GRAM domain containing 1A also known as Aster-A is a protein that is encoded by the GRAMD1A gene.
  It contains a transmembrane region, a GRAM domain and a VASt domain that can bind cholesterol. GRAMD1A has four paralogs: GRAMD1B and GRAMD1C and two without VASt domains, GRAMD2A and GRAMD2B.  These proteins are mammalian representatives of the yeast lipid transfer proteins anchored at a membrane contact site (LAM) family.

The protein is expressed ubiquitously with higher levels in the central nervous system.

Function
GRAMD1A localizes to the endoplasmic reticulum.  Its GRAM domain tethers it to the plasma membrane where it can bind  phosphatidylinositol phosphate in areas enriched for it.

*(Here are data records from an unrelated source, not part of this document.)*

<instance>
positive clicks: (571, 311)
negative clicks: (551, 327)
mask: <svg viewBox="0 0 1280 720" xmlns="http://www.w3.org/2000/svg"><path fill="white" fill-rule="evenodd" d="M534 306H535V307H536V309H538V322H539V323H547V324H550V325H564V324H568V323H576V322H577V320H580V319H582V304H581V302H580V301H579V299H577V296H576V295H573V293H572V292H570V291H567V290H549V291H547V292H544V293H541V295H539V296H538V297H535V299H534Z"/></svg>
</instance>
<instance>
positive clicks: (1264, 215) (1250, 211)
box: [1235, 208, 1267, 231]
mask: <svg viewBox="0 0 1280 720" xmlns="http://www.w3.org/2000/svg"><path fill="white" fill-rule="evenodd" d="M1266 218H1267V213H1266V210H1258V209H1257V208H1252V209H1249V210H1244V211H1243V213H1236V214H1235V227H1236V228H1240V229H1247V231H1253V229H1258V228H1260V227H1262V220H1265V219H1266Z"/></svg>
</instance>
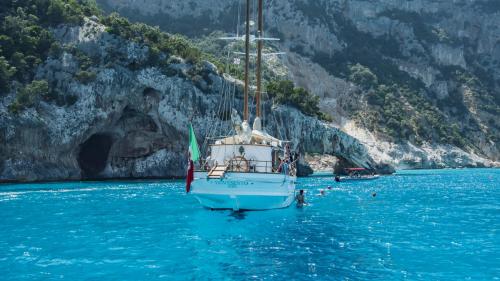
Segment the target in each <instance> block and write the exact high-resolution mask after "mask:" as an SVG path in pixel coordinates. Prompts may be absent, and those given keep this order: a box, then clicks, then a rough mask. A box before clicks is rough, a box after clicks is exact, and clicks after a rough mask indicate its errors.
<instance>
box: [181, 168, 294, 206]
mask: <svg viewBox="0 0 500 281" xmlns="http://www.w3.org/2000/svg"><path fill="white" fill-rule="evenodd" d="M206 175H207V174H206V173H196V174H195V179H194V181H193V183H192V187H191V192H190V193H191V194H193V195H194V196H195V197H196V199H198V201H199V202H200V204H201V205H203V206H204V207H207V208H211V209H233V210H268V209H278V208H286V207H288V206H290V204H291V203H292V202H293V200H294V196H295V181H296V178H295V177H289V176H287V177H285V176H284V175H283V174H263V173H231V172H228V173H226V174H225V176H224V178H222V179H208V178H207V176H206Z"/></svg>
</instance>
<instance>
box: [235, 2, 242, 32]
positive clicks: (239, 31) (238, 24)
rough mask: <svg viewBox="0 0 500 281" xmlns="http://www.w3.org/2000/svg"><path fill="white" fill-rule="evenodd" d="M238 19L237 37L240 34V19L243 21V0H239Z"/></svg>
mask: <svg viewBox="0 0 500 281" xmlns="http://www.w3.org/2000/svg"><path fill="white" fill-rule="evenodd" d="M237 5H238V21H237V22H236V37H239V36H240V21H241V1H238V4H237Z"/></svg>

When the plasma membrane contains high levels of cholesterol, GRAMD1a like GRAMD1b and GRAMD1c moves to sites of contact between the plasma membrane and the endoplasmic reticulum. The VASt domain of GRAMD1A then binds cholesterol and cholesterol is moved from the plasma membrane to the endoplasmic reticulum.  The VASt domain is responsible for binding cholesterol while the GRAM domain determines the location of the protein through sensing of cholesterol and binding partially negatively charged lipids in the plasma membrane, especially phosphatidylserine.

GRAMD1A also is necessary for autophagosome biogenesis.